Biodiversity in Water Indicative for Human Health

Photo: Universität Hamburg, RRZ/MCC, Mentz Wolfgang Streit is heading the new co
Photo: Universität Hamburg, RRZ/MCC, Mentz Wolfgang Streit is heading the new collaborative project.

A large city’s sewage contains a huge variety of bacteria, viruses, fungi, and other microscopic organisms. A new collaborative monitoring project headed by researchers at Universität Hamburg are now studying how the diversity of this so-called "aquatic microbiome" changes and what it might indicate about human health in urban populations.

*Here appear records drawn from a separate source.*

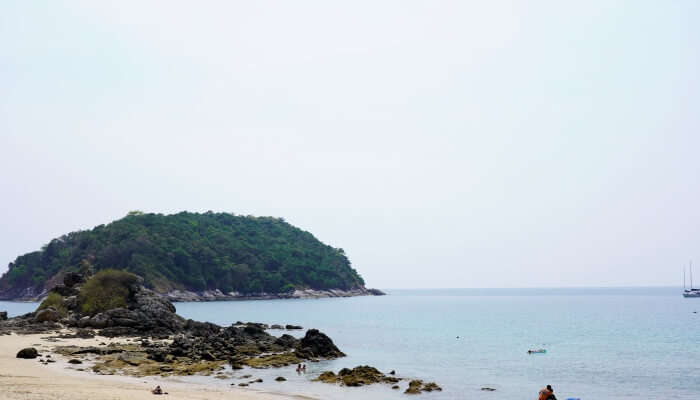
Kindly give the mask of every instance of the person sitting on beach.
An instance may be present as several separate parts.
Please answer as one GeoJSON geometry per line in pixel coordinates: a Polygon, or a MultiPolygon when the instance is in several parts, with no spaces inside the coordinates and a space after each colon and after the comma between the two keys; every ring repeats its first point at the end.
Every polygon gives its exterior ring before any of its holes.
{"type": "Polygon", "coordinates": [[[306,364],[301,364],[301,371],[306,372],[306,364]]]}
{"type": "Polygon", "coordinates": [[[552,386],[547,385],[547,387],[540,390],[540,396],[537,398],[537,400],[557,400],[557,396],[554,395],[554,389],[552,389],[552,386]]]}
{"type": "Polygon", "coordinates": [[[297,365],[297,372],[301,372],[301,364],[297,365]]]}
{"type": "Polygon", "coordinates": [[[151,393],[153,394],[163,394],[163,389],[160,388],[160,385],[156,386],[155,389],[151,390],[151,393]]]}

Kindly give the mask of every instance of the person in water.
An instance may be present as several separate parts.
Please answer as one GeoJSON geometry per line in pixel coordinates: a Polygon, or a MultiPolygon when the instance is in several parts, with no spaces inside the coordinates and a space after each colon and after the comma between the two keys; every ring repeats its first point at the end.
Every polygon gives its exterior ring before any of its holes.
{"type": "Polygon", "coordinates": [[[163,394],[163,389],[160,388],[160,385],[156,386],[155,389],[151,390],[151,393],[153,394],[163,394]]]}
{"type": "Polygon", "coordinates": [[[547,385],[547,387],[540,390],[540,396],[537,400],[557,400],[557,396],[554,395],[554,389],[552,385],[547,385]]]}

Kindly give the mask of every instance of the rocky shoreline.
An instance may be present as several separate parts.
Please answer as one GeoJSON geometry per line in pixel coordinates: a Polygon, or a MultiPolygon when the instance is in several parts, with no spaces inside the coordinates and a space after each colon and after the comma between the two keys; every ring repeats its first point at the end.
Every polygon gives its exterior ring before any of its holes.
{"type": "MultiPolygon", "coordinates": [[[[51,289],[53,290],[53,288],[51,289]]],[[[15,296],[0,296],[3,301],[17,302],[37,302],[41,301],[51,292],[51,290],[42,290],[37,292],[32,288],[26,288],[18,292],[15,296]]],[[[239,293],[229,292],[224,293],[216,290],[171,290],[167,293],[153,292],[157,296],[164,297],[174,303],[188,301],[241,301],[241,300],[279,300],[279,299],[321,299],[330,297],[356,297],[356,296],[384,296],[386,293],[379,289],[296,289],[288,293],[239,293]]]]}
{"type": "Polygon", "coordinates": [[[236,301],[236,300],[276,300],[276,299],[320,299],[327,297],[383,296],[386,293],[379,289],[357,288],[342,289],[297,289],[289,293],[253,293],[238,292],[223,293],[220,290],[205,290],[193,292],[189,290],[173,290],[161,296],[172,302],[183,301],[236,301]]]}
{"type": "MultiPolygon", "coordinates": [[[[341,295],[330,293],[334,297],[341,295]]],[[[121,271],[106,271],[92,277],[66,275],[64,283],[56,286],[36,311],[0,320],[0,336],[50,334],[54,336],[45,339],[54,342],[105,338],[98,345],[56,345],[51,351],[68,364],[80,365],[79,371],[136,377],[212,375],[229,379],[232,371],[246,367],[278,368],[345,357],[333,340],[317,329],[308,329],[297,337],[268,332],[302,329],[291,324],[270,326],[239,321],[222,327],[185,320],[176,314],[168,298],[145,288],[137,276],[121,271]],[[95,291],[96,287],[99,290],[95,291]],[[114,291],[115,288],[120,290],[114,291]],[[109,291],[116,294],[105,295],[109,291]],[[120,296],[123,303],[112,305],[120,296]],[[101,308],[91,308],[96,306],[101,308]]],[[[43,356],[39,361],[45,365],[55,362],[51,355],[41,354],[34,347],[17,351],[20,359],[43,356]]],[[[344,368],[337,376],[329,371],[317,380],[343,386],[385,383],[394,389],[400,381],[408,381],[384,375],[369,366],[344,368]]],[[[441,390],[434,383],[426,385],[413,380],[405,393],[441,390]]]]}

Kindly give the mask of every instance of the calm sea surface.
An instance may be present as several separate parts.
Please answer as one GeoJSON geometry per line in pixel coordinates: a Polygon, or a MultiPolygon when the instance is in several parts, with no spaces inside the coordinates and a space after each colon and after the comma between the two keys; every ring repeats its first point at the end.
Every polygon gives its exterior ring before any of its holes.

The researchers in the Department of Biology will take samples from sewage streams in Hamburg and analyze microbial species diversity. The composition is primarily determined by humans, for example, from the increasing use of antibiotics that destroy other bacteria in the water or lead to resistance. Furthermore, more and more toxins, plasticizers, and microplastics are entering water cycles and changing biodiversity. Climate change is only intensifying these developments.

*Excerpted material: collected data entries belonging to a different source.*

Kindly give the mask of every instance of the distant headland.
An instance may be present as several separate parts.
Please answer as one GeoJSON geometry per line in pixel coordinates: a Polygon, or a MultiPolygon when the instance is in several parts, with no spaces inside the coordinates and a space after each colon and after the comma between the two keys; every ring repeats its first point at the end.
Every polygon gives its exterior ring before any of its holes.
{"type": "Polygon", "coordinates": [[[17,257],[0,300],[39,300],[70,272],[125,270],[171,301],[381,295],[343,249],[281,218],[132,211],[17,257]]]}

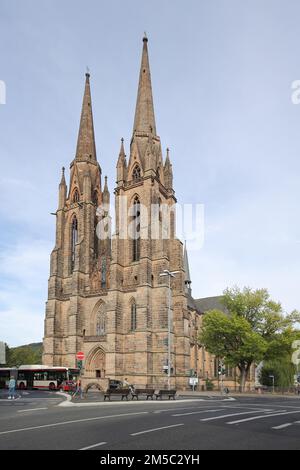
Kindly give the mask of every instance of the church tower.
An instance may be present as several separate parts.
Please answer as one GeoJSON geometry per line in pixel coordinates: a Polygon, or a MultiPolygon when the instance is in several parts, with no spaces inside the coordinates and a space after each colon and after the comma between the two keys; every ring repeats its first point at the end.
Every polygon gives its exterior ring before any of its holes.
{"type": "Polygon", "coordinates": [[[171,367],[186,383],[189,338],[182,243],[175,237],[175,192],[169,149],[163,161],[153,105],[148,39],[143,51],[129,159],[122,139],[117,162],[116,233],[112,243],[111,289],[116,295],[116,375],[132,383],[166,383],[168,280],[172,280],[171,367]],[[127,232],[126,232],[127,229],[127,232]],[[122,373],[120,374],[122,375],[122,373]]]}
{"type": "Polygon", "coordinates": [[[59,184],[46,304],[45,364],[75,367],[75,354],[82,348],[86,332],[86,298],[106,293],[109,287],[110,241],[101,241],[96,234],[97,208],[105,199],[109,200],[109,194],[107,184],[103,192],[101,189],[87,73],[69,189],[64,168],[59,184]]]}

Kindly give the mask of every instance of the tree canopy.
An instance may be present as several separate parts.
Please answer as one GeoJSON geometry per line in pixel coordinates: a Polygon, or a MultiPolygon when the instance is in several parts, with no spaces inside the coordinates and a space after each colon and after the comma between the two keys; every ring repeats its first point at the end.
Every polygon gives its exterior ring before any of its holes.
{"type": "Polygon", "coordinates": [[[285,315],[266,289],[226,289],[222,303],[226,313],[211,310],[204,315],[200,341],[207,351],[239,369],[243,390],[253,363],[291,351],[292,342],[300,338],[294,329],[300,314],[285,315]]]}

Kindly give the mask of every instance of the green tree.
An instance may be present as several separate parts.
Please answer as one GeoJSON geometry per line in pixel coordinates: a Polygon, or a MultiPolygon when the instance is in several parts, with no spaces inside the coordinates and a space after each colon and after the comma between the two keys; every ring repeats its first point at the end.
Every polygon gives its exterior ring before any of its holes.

The members of the research collaboration Molecular Monitoring of Bacterial Biodiversity in the Water Cycle (MOMOBIO) now want to find out which minute organisms can be found at which places in Hamburg’s water. They will use bioinformation-related analytical methods and conduct, for example, molecular-genetic studies to create a comprehensive data set to determine the species diversity. In combination with modeling approaches in ecology, the monitoring project should also provide an indirect measurement of human and animal health.

"Even before the corona pandemic it was clear that human sewage is a very good indicator, for example, to predict the spread of disease in the population. We want to use this project to develop an instrument for Hamburg that enables us to make reliable statements about health issues on the basis of the analysis of the aquatic microbiome," explains the project’s coordinator, Wolfgang Streit, head of Microbiology and Biotechnology at Universität Hamburg. The goal, he continued, is a multi-disciplinary long-term monitoring of microbial biodiversity changes.

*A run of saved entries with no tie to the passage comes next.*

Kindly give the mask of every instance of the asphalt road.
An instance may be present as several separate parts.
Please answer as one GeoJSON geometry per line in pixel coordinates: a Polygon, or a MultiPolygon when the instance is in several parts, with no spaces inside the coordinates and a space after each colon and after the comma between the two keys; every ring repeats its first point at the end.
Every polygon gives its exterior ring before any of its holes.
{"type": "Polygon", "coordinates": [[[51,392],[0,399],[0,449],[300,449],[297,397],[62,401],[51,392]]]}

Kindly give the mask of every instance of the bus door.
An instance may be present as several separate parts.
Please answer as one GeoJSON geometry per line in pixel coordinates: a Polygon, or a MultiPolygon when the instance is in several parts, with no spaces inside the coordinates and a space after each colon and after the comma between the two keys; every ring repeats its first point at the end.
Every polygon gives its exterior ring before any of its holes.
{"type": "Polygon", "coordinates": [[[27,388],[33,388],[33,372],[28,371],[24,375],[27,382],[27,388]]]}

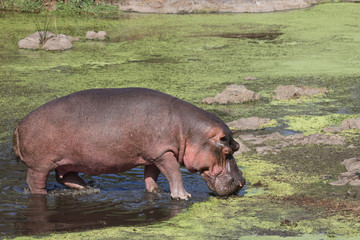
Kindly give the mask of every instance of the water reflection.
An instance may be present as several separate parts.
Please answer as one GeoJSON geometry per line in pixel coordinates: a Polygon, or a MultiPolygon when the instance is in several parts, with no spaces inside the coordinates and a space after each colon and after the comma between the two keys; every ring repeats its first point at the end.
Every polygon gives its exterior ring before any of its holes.
{"type": "Polygon", "coordinates": [[[85,190],[65,189],[50,174],[49,194],[30,195],[26,166],[15,160],[0,161],[0,237],[46,234],[54,231],[84,230],[105,226],[154,223],[169,219],[193,202],[210,195],[199,174],[182,170],[184,186],[193,199],[170,199],[168,182],[159,177],[159,194],[147,193],[143,169],[122,174],[82,175],[90,183],[85,190]]]}

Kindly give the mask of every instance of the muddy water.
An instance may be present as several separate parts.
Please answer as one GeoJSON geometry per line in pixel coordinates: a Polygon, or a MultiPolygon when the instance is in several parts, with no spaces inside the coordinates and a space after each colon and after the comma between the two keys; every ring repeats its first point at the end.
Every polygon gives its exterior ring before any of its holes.
{"type": "Polygon", "coordinates": [[[65,189],[52,173],[47,184],[49,195],[30,195],[26,166],[17,163],[10,144],[5,145],[0,159],[0,238],[154,223],[175,216],[211,194],[199,174],[186,170],[182,170],[183,180],[192,200],[171,200],[168,182],[162,175],[158,182],[163,192],[147,193],[143,169],[136,168],[122,174],[83,175],[90,186],[83,191],[65,189]]]}

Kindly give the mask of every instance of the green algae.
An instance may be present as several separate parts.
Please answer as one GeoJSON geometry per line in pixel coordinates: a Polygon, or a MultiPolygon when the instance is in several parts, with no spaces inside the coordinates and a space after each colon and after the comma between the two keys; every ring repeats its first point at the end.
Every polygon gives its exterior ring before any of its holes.
{"type": "MultiPolygon", "coordinates": [[[[270,117],[305,134],[319,132],[360,112],[359,10],[360,5],[341,3],[267,14],[56,16],[50,31],[81,38],[66,52],[17,49],[17,41],[36,31],[34,15],[0,12],[5,33],[0,38],[0,140],[11,142],[16,122],[51,99],[87,88],[134,86],[170,93],[224,121],[270,117]],[[85,41],[88,30],[105,30],[110,40],[85,41]],[[225,37],[269,32],[281,34],[274,39],[225,37]],[[245,80],[249,75],[257,80],[245,80]],[[262,99],[241,105],[201,104],[202,98],[233,83],[244,84],[262,99]],[[276,86],[290,84],[327,87],[329,93],[300,102],[272,100],[276,86]]],[[[354,133],[347,134],[358,142],[354,133]]],[[[360,235],[354,216],[282,199],[307,195],[343,201],[356,188],[327,183],[344,170],[340,162],[345,157],[358,154],[357,149],[323,146],[288,148],[266,157],[244,154],[238,160],[249,182],[243,197],[211,198],[152,225],[44,238],[350,239],[360,235]],[[324,175],[332,179],[324,180],[324,175]]]]}
{"type": "Polygon", "coordinates": [[[284,118],[288,124],[287,129],[302,132],[304,135],[321,133],[322,129],[329,126],[338,126],[342,121],[359,117],[347,114],[329,114],[325,116],[292,115],[284,118]]]}
{"type": "Polygon", "coordinates": [[[278,121],[276,121],[275,119],[271,119],[269,123],[265,123],[261,126],[259,126],[259,129],[263,129],[263,128],[273,128],[276,126],[279,126],[280,123],[278,121]]]}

To achieve this, MOMOBIO research groups at Universität Hamburg, the University Medical Center Hamburg-Eppendorf, Hamburg Wasser, Hamburg’s supervisory institute for hygiene and the environment, and the NGO Life Science Nord have joined forces. Following a year of planning, MOMOBIO received ¤1.9 million for the next 3 years in the funding line BiodivGesundheit-Exploring the Links between Biodiversity and Human Health coordinated by the Federal Ministry of Education and Research.